Гребень Андрей

Клямин

Уткин Сергей

Рыжей Петр Львович (автор)

Тубельский Леонид Давидович (автор)

Братья Тур 
// Сталинский сокол 12.03.1943

Одиннадцатая звезда

Есть много отличных лётчиков в полках и эскадрильях.

Но бывает на каждом фронте свой лучший – знаменитость, любимец. Весь фронт от фланга до фланга знает его имя, да что имя – его повадку в воздухе. Милого узнают по походке! Когда такой парень появляется над передним краем и машет крыльями пехоте, там, внизу, в траншеях, пехотинцы подбрасывают кверху шапки и говорят с улыбкой друг другу:

– Это наш Гребень... Ишь, «дает жизни»!

Капитан Гребень был таким любимцем фронта. На фюзеляже его маленькой вёрткой машины был нарисован десяток звёздочек – по числу сбитых фашистских самолётов. История десяти значков могла бы читаться, как хороший роман. За каждым из них скрывалось огромное напряжение воздушного боя, короткий разговор со смертью, когда надо иметь такой упрямый характер чтобы не отвести глаз от её гипнотизирующего взгляда...

Кисть авиационного техника Сережи Уткина, считавшегося в полку первейшим художникам, с одинаковой тщательностью регистрировала в виде стандартных звездочек и пожар транспортного «Юнкерса», и последнее пике проклятой «рамы», и короткий удар о земь самоуверенного «мистера», сбитого столь же короткой очередью капитана Гребня.

Прилетая после воздушного боя, рассыпав над аэродромом каскад фигур, Гребень, вперевалку пройдя по лётному полю, коротко говорил Уткину:

– Слушай. Айвазовский, нарисуй-ка там ещё одну загогулину...

Он говорил это ровным, почти безразличным тоном, но в его чёрных, угольных глазах долго ещё светилось ликующее и злое торжество победителя.

Капитан Андрей Гребень был не очень словоохотлив. Если на протяжении обеда он произносил какую-нибудь одну фразу, скажем, «хороший суп», товарищи смеялись: «Что-то сегодня наш капитан разболтался...» Он предпочитал говорить только необходимые слова, не больше. «Капитан экономит ресурс», – шутили однополчане.

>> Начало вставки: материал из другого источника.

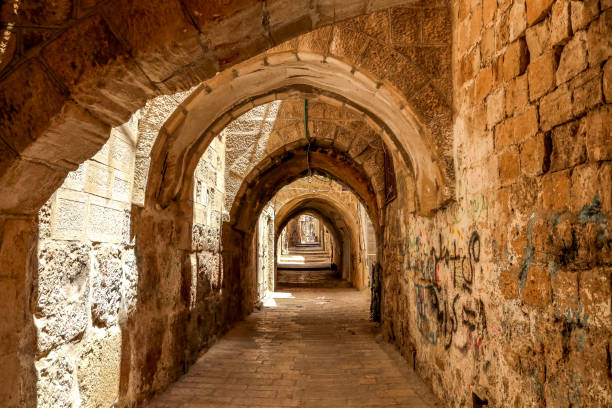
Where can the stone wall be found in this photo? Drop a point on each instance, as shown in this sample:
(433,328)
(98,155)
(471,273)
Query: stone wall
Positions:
(504,295)
(87,278)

Если к этому ещё прибавить, что никто в полку никогда не видел Гребня улыбающимся и что в шутку его называли «человек, который не смеётся», то станет понятным, почему Андрей Гребень многим казался мрачным и флегматичным.

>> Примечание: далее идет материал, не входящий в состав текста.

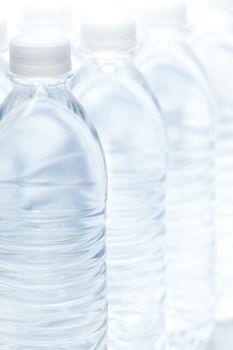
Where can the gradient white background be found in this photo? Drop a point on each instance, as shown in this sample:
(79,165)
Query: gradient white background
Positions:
(11,9)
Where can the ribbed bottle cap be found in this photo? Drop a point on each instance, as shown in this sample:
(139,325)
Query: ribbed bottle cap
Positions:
(3,33)
(41,16)
(171,14)
(40,55)
(119,36)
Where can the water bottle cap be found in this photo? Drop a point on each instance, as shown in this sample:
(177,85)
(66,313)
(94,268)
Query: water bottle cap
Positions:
(40,55)
(3,33)
(41,16)
(118,37)
(166,14)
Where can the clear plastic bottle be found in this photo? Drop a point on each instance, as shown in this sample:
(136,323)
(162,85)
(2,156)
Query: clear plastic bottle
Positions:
(130,127)
(5,84)
(212,39)
(175,77)
(52,207)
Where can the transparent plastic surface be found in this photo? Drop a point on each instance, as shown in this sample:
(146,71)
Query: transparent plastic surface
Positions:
(212,40)
(52,222)
(176,79)
(133,138)
(5,83)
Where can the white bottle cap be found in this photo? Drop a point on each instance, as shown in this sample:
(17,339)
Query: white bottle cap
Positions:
(3,34)
(40,55)
(166,14)
(41,16)
(118,37)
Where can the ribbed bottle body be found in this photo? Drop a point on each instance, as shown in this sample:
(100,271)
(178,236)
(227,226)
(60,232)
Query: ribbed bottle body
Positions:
(213,45)
(189,114)
(133,139)
(52,229)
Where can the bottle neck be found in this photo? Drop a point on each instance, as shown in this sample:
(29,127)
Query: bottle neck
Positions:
(59,81)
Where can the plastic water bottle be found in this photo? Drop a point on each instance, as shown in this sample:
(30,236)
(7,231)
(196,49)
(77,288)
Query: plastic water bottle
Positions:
(212,40)
(130,127)
(5,85)
(52,207)
(177,80)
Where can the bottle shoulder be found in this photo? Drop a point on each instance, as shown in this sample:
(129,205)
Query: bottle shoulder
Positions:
(123,109)
(37,130)
(120,87)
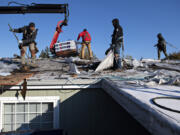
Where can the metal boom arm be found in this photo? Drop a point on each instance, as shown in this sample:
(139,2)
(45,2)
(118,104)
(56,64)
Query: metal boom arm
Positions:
(34,8)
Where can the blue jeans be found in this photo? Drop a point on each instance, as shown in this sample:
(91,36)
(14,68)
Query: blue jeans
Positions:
(117,59)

На самом деле те, кто жил с ним бок о бок, знали, что капитан был добряком, мягким и несколько застенчивым. Те же, кто видели его раньше, до войны, рассказывали, что он слыл острословом и шутником, большим мастером петь песни. Он был родом с Украины, откуда-то из-под Миргорода. А там, на широких левадах, под высокими и чистыми звёздами, родятся прекрасные песни, плавные, как течение тихих рек. Там, на Украине, осталась семья капитана Гребня – старики-родители, жена, дети...

В полку говорили, что Гребень перестал улыбаться с тех пор, когда партизаны, пришедшие с Полтавщины, рассказали, что немцы сожгли дом старика Гребня и повесили его родных за то, что их сын – советский лётчик.

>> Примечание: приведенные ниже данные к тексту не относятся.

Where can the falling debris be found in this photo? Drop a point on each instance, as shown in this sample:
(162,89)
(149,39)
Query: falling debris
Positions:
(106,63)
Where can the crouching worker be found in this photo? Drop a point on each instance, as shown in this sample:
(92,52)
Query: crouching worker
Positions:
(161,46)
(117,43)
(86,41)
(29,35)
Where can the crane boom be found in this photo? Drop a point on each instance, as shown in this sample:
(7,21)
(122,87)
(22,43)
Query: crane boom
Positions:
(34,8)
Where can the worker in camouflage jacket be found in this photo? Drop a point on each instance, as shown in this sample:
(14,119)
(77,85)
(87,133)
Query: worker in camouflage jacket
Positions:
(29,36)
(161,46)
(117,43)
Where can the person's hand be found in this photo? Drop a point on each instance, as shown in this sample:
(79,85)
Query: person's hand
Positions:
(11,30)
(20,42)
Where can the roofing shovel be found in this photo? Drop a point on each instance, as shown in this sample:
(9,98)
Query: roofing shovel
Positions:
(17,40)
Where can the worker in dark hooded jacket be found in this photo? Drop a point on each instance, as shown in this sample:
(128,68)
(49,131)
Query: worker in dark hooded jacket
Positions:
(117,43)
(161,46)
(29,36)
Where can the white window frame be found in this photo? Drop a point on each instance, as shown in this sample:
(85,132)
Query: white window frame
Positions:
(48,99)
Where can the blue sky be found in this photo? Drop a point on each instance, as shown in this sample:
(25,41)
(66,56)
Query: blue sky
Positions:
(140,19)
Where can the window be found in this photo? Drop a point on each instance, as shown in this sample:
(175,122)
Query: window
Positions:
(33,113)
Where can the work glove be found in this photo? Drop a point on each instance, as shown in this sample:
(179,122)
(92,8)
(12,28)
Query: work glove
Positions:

С тех пор одно чувство наполнило капитана Гребня от сердца до кончиков пальцев. Оно, это чувство, вошло в его кровеносные сосуды, стало составной частью его крови, раздуло угли в его чёрных глазах, сообщило виртуозную ловкость его пальцам, лежащим на ручке управления и на гашетках пулемётов.

Это чувство было жаждой мести.

На фюзеляже своей машины он попросил Серёжу Уткина нарисовать рядом со звездами меч, пронзающий чёрное сердце, и слово: «Мстящий». Это было похоже на девизы, написанные на щитах рыцарей, отравлявшихся в смертный поход.

В своей страсти мщения он походил на человека, истомлённого жаждой, который пьёт, но не может утолить это сжигающее чувство. Он сбил десять машин, но всё же испытывал ту пустоту неудовлетворённости, которая каждый день гнала его в бой с надеждой увидеть, догнать и убить. Неподражаемый в технике пилотирования, он удваивал своё искусство исступлением. Движимый, как ракета взрывами, своей опаляющей ненавистью, он врезывался на полных газах в строй десяти, шестнадцати, двадцати вражеских самолётов. А когда капитан сбивал немца, он неизменно сопровождал его до самой земли, чтобы убедиться в смерти врага.

В дни, когда Гребню не удавалось летать из-за погоды или по какой-либо другой причине, он не мог найти себе места, слонялся из угла в угол, даже заболевал. Преследование врага стало для него необходимостью, кислородом, жизненной средой, вне которой он не мог жить и дышать. Зато на то было видеть, как он вылетал после вынужденною перерыва! Как он свечой взмывал кверху тысячи этак на три, подобно птице, выпушенной на волю! Как он давал восходящий штопор, как ложился на спину, какие закладывал виражи, какую пел песню на золотом зимнем солнце! Впрочем, иногда дело кончалось выговором за высший пилотаж на малой высоте...

Надобно сказать, что у капитана Гребня была одна странность, о которой знали все в полку. Он «любил» сильного противника. Когда попадался слабый и неопытный враг, позволявший себя зажечь с первой атаки, Гребень говорил искренним отвращением:

– Противно было драться со слабичком... Никакого удовольствия…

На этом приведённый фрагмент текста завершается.